THE STORY OF ARTIST ROSA BONHEUR

A profile of groundbreaking 19th-century French animalier Rosa Bonheur.

Sanderson, herself a realistic painter whose initial artistic inspiration was horses, crafts an engaging biography whose dramatic oil compositions and engrossing narrative will pull in other equine aficionados. Peppering the text with horse imagery (Rosa “galloped into the world” and was sent “trotting back home” for being naughty at boarding school), Sanderson describes how Bonheur (1822-1899) was introduced to art as a child by her artist father who took her under his tutelage. At school, she “covered her papers with animal sketches,” and as a teenager, she trained at the Louvre; Bonheur went on to study horse anatomy at a medical school and horse musculature at a slaughterhouse. Sanderson explains the period’s limitations on women’s ambitions and its expectations regarding marriage—something headstrong Bonheur had “no interest in.” Thus, it is impressive that her paintings were shown at the Paris Salon annual exhibition, where she won a gold medal. It was her masterpiece, The Horse Fair, however—at 8 feet tall by 16 ½ feet wide—that garnered international attention and the most critical praise.

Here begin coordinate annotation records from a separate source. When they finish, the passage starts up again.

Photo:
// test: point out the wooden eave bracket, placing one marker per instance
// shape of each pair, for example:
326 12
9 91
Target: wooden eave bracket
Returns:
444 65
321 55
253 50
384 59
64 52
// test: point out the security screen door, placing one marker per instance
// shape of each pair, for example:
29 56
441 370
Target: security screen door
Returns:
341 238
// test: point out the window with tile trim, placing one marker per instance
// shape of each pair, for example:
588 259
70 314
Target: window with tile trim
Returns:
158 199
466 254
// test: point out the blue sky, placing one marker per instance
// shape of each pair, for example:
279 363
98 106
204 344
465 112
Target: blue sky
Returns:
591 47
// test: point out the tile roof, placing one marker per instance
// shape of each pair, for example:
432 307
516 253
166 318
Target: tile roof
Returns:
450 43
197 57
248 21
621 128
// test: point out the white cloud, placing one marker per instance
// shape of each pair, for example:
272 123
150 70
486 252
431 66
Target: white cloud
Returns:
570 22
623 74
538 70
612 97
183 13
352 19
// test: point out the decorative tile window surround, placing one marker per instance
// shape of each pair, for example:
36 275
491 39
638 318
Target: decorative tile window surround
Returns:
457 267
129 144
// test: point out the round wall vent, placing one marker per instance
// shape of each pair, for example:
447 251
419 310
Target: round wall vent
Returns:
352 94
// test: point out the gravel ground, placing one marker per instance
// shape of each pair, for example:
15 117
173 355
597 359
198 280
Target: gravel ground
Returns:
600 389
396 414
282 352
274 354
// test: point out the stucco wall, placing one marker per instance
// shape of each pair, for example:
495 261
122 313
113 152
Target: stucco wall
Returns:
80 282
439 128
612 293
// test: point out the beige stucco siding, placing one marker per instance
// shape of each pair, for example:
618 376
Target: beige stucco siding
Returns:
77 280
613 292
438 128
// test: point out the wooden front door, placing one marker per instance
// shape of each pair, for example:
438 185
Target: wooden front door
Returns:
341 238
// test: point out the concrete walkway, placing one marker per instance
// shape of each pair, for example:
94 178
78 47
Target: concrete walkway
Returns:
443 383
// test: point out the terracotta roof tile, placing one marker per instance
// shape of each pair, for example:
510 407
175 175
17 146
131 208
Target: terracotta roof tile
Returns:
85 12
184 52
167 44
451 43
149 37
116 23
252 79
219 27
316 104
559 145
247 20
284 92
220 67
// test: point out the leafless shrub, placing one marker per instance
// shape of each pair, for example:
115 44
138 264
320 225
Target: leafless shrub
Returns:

Sanderson details the various steps in executing a work of this scale; the illustrations depict the painting studies, red ochre outlines and layering, and Bonheur on a ladder adding personality to each horse. Sanderson states that Bonheur was aided by her “companion” Nathalie. The extensive backmatter includes information about Bonheur’s lesbian identity.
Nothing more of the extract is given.